As a solicitor in practice dealing day in, day out in family problems, I could form my own sometimes critical appraisals of other judges’ behaviour, and admittedly learn from this when I sat myself. This was not enough.
It is a lonely existence out there and as a part-timer one does not have the luxury of a guaranteed full-time position – all the more need for helpful scrutiny which the public we are serving is currently denied.
John Greenwood
Retired recorder, Chippenham, Wilts
Retirement support
I was a sole practitioner but had the good luck to take on partners who continued the practice. I am currently a consultant so I should not be concerned about the Solicitors Indemnity Fund closing.
However, I am shocked that my sole practitioner colleagues are being left ‘in the lurch’. The Gazette has reported that the Solicitors Regulation Authority intends to pay the remaining funds to the Law Society.

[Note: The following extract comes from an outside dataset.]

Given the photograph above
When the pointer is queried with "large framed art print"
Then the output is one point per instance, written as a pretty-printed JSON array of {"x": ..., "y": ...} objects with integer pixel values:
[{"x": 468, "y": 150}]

I am still paying for my practising certificate and, as a member of the Society, would ask that it sets up a fund with the money received. This in effect will be a similar beast to the SIF. I would call on all other solicitors to ask for a vote on this.
After all, we are the Law Society and surely ought to support each other whether sole practitioners or partners in one of the giant firms, or something in between.
In addition, I would have no objection to paying an extra £10 a year to support colleagues who find themselves in the invidious position of worrying during their retirement in case a claim arises and they are unprotected.